Case summary: A 51-year-old male with immune nephritis, chronic kidney disease (CKD), and poorly controlled hypertension presented with unstable angina. Coronary angiography revealed multivessel disease [70% stenosis in the proximal left anterior descending artery (LAD) and 90% in the posterior descending artery]. Initial treatment included angioplasty with a drug-coated balloon in the posterior descending artery, dual antiplatelet therapy, statins, and prednisone (10 mg/day). Seven months later, after self-reducing GCs to 5 mg/day, he suffered an acute myocardial infarction due to LAD plaque rupture, confirmed by optical coherence tomography (OCT) showing fibrolipid-rich plaques, deep calcifications, and minimal lumen area (0.67 mm²). Emergency stenting was performed to stabilize the patient, with no recurrence at 3-month follow-up.

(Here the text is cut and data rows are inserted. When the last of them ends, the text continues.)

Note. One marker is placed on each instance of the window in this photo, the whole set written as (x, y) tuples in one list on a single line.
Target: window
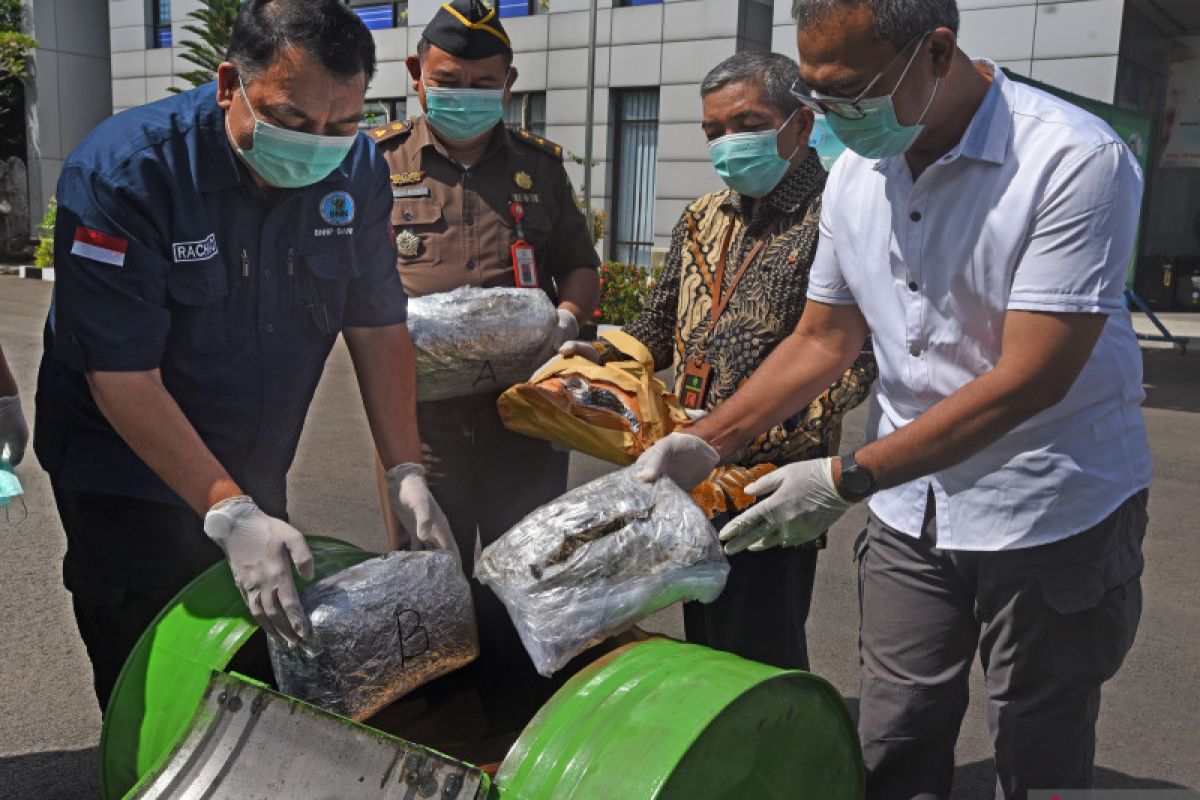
[(635, 151), (527, 110), (523, 7), (381, 112), (379, 16), (160, 23)]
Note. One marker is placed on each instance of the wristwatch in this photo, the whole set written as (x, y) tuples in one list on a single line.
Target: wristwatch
[(857, 483)]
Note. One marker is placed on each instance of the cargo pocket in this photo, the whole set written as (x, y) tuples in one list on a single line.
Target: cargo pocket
[(1093, 613), (199, 313), (415, 223), (323, 292)]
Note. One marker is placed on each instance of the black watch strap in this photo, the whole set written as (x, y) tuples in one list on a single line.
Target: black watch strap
[(857, 482)]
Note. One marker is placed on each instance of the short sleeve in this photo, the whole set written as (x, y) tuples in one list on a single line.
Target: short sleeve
[(111, 276), (827, 283), (376, 295), (569, 246), (1083, 236)]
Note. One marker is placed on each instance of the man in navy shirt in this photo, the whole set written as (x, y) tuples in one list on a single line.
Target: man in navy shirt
[(209, 250)]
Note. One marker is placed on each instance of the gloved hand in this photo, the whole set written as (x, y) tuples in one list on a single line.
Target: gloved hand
[(568, 328), (577, 347), (258, 548), (13, 431), (803, 504), (684, 458), (418, 512)]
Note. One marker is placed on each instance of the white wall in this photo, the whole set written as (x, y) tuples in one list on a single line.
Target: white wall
[(69, 91), (1069, 43)]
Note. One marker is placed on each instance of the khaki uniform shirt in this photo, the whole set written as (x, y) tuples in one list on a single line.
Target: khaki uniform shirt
[(453, 223)]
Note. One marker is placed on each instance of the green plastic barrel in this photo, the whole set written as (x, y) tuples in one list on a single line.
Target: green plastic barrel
[(661, 720), (165, 678)]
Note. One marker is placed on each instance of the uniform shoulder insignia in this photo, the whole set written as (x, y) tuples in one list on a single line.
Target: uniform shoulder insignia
[(537, 142), (389, 131)]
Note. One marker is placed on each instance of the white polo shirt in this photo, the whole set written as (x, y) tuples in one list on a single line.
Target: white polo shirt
[(1036, 209)]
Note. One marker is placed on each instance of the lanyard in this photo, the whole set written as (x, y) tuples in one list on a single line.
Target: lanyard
[(721, 299)]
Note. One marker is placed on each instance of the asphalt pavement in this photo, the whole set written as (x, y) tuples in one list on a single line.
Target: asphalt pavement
[(1150, 722)]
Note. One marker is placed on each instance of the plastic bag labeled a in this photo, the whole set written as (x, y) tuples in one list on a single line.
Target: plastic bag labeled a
[(600, 559), (382, 629)]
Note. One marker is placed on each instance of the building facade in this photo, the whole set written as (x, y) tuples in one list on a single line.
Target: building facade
[(649, 154)]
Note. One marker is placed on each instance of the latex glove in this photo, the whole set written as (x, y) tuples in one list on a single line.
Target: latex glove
[(258, 548), (418, 512), (568, 328), (13, 431), (684, 458), (577, 347), (803, 504)]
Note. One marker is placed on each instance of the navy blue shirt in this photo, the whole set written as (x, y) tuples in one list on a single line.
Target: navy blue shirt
[(169, 256)]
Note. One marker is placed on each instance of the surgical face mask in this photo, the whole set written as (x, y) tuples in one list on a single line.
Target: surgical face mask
[(463, 114), (749, 163), (289, 158), (11, 494), (877, 133)]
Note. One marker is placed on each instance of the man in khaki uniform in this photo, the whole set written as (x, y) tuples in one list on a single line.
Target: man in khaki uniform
[(466, 190)]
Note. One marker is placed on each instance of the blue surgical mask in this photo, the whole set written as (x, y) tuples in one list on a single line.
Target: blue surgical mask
[(826, 143), (11, 493), (289, 158), (879, 133), (463, 114), (749, 163)]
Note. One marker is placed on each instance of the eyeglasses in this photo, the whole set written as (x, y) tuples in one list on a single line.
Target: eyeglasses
[(850, 108)]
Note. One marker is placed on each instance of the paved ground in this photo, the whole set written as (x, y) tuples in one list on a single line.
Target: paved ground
[(1150, 727)]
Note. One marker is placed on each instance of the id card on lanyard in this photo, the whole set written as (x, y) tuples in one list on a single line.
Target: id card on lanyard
[(525, 264), (697, 373)]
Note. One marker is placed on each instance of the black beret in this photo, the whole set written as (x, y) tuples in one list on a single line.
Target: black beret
[(468, 29)]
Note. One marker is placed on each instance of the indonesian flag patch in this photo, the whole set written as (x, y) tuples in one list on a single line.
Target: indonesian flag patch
[(100, 246)]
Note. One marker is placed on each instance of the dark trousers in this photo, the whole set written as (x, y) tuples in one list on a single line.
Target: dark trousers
[(125, 560), (762, 609), (486, 479), (1050, 623)]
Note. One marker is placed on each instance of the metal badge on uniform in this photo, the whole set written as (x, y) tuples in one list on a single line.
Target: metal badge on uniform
[(408, 244), (525, 264), (696, 377)]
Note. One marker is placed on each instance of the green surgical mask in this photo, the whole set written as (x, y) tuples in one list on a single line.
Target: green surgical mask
[(749, 163), (289, 158), (463, 114)]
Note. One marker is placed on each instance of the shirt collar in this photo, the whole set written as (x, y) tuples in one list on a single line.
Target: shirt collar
[(217, 166)]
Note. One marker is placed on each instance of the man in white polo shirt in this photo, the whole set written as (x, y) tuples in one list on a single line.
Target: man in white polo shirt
[(979, 232)]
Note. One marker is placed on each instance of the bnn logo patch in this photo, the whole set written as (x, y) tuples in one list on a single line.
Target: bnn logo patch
[(195, 251)]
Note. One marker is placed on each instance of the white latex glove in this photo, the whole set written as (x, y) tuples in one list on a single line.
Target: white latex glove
[(684, 458), (258, 548), (577, 347), (418, 512), (803, 504), (568, 328), (13, 431)]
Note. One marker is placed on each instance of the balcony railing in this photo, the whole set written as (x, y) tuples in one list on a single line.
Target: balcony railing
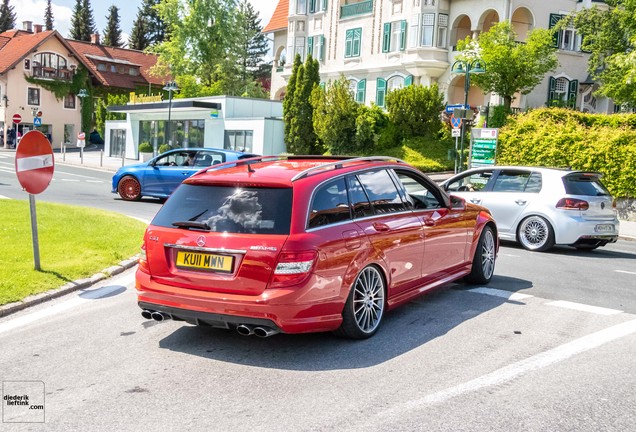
[(361, 8), (51, 73)]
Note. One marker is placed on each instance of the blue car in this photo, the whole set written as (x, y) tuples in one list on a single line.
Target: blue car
[(160, 176)]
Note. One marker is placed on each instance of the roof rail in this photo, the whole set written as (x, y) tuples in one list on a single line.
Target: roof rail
[(339, 164)]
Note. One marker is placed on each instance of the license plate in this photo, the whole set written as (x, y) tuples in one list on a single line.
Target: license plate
[(604, 228), (222, 263)]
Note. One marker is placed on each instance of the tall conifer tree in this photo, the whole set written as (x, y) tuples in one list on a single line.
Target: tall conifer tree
[(7, 16), (48, 16), (112, 34)]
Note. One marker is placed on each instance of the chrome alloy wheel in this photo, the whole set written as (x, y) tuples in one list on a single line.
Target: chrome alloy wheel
[(368, 299), (488, 254), (535, 234)]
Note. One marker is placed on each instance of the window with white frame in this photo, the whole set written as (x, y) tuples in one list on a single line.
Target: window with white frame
[(566, 39), (301, 7), (394, 36), (33, 96), (353, 38), (442, 30), (428, 25)]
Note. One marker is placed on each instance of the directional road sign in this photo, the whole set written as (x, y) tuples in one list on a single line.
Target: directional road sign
[(34, 164)]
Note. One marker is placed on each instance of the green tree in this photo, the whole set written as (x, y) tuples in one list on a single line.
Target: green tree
[(335, 112), (415, 110), (202, 37), (139, 36), (7, 16), (48, 15), (288, 102), (112, 35), (82, 21), (610, 36), (511, 66), (251, 44)]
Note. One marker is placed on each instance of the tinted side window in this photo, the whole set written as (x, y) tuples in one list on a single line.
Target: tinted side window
[(382, 192), (359, 201), (584, 185), (229, 209), (418, 192), (470, 183), (511, 181), (330, 204)]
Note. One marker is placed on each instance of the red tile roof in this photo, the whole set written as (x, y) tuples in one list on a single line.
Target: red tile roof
[(17, 44), (92, 54), (279, 19)]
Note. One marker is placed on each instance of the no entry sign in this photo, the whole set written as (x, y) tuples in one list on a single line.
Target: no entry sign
[(34, 164)]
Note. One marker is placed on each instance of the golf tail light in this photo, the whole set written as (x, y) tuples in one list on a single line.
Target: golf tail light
[(572, 204), (292, 268), (143, 259)]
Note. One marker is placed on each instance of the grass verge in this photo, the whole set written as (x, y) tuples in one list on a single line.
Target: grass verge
[(75, 243)]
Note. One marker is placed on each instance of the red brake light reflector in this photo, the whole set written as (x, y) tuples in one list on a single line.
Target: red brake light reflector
[(572, 204)]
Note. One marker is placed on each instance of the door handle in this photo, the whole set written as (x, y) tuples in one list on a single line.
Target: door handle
[(380, 227)]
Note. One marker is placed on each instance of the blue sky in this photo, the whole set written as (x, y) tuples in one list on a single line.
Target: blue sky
[(33, 10)]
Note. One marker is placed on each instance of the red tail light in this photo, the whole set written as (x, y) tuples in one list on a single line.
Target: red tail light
[(143, 261), (572, 204), (292, 268)]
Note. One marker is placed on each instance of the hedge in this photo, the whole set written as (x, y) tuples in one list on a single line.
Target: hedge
[(563, 138)]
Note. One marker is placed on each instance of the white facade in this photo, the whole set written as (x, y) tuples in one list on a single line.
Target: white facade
[(252, 125), (381, 45)]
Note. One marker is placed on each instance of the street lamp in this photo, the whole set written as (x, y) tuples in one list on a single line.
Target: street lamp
[(466, 68), (170, 87)]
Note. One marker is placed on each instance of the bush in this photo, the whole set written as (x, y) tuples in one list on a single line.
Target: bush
[(145, 147), (563, 138)]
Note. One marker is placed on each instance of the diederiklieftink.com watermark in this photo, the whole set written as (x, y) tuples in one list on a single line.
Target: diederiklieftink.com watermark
[(23, 401)]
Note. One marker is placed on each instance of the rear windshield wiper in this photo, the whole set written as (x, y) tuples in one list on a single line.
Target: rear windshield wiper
[(192, 224)]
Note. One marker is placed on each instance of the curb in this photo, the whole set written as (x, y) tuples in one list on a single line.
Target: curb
[(67, 288)]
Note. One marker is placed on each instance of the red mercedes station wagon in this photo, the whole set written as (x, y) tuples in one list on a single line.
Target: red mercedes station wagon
[(298, 244)]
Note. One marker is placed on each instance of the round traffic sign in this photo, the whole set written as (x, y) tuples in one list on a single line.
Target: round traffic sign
[(34, 164)]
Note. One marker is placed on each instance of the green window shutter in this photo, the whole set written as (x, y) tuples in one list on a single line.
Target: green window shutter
[(357, 42), (551, 91), (348, 43), (572, 91), (361, 91), (380, 92), (386, 37), (554, 19)]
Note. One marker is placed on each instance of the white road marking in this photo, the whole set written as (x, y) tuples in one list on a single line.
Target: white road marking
[(584, 308), (56, 309), (500, 293), (514, 370), (624, 271)]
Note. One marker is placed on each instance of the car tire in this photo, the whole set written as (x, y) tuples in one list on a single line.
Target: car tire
[(364, 309), (484, 260), (535, 234), (129, 188)]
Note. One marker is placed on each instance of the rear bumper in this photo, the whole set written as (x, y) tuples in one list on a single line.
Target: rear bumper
[(281, 309)]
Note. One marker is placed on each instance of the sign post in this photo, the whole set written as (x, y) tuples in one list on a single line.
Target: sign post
[(34, 166)]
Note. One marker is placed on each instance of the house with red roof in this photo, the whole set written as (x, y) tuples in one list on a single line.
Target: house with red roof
[(37, 64)]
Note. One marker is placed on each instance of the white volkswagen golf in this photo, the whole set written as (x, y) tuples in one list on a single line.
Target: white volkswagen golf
[(542, 207)]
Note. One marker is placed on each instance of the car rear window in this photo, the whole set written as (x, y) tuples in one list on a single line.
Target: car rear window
[(228, 209), (584, 184)]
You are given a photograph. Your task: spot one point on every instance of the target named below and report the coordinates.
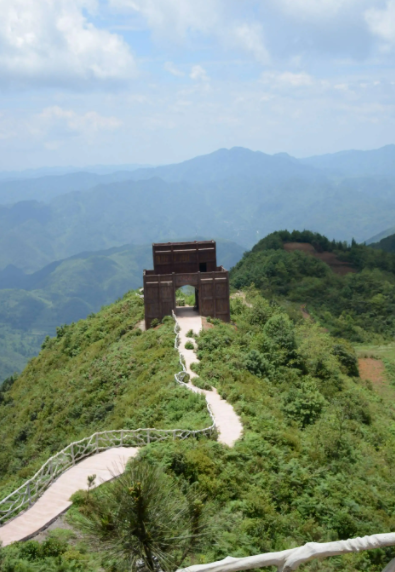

Discussion: This case underscores the mechanistic duality of GCs. Chronic GC therapy suppresses pro-inflammatory cytokines and macrophage activity, stabilizing plaques by reducing oxidized LDL uptake. However, abrupt tapering may trigger rebound vascular inflammation, destabilizing high-risk lesions. OCT imaging proved critical in identifying vulnerable plaque morphology, emphasizing its role in guiding urgent interventions.